Soumaïla Bredoumy faisait partie des figures de l’opposition ayant vivement critiqué la candidature du président Alassane Ouattara à un quatrième mandat et appelé à des manifestations avant l’élection présidentielle. Réélu fin octobre avec près de 90 % des suffrages, M. Ouattara a vu son scrutin se dérouler globalement dans le calme. Toutefois, des violences ont éclaté en marge du processus électoral. 

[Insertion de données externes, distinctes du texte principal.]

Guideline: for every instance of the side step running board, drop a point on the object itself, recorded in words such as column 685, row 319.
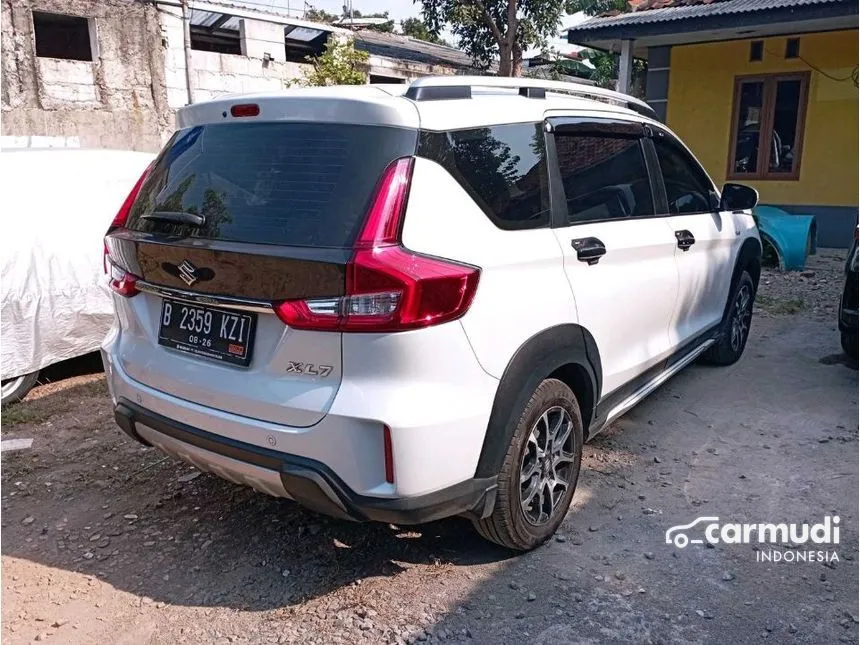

Manifestations, violences et arrestations  

Selon les autorités, onze personnes sont décédées lors de manifestations interdites avant le scrutin ou lors d’affrontements intercommunautaires le jour du vote. Plusieurs dizaines de manifestants ont également été arrêtés puis condamnés. Lors de l’arrestation de M. Bredoumy, le PDCI avait dénoncé une « procédure illégale et arbitraire » et accusé le pouvoir de mener « une stratégie d’intimidation, de harcèlement et de mise sous pression des voix dissidentes ». 

Le gouvernement rejette toute motivation politique 

De leur côté, les autorités ivoiriennes assurent que les arrestations n’ont aucun lien avec l’appartenance politique des personnes concernées. Elles affirment que toutes les procédures engagées relèvent d’enquêtes judiciaires régulières, menées dans le respect de la loi. 
La mise en liberté provisoire de Soumaïla Bredoumy, sous contrôle judiciaire, pourrait néanmoins relancer le débat sur la place de l’opposition et les libertés politiques en Côte d’Ivoire.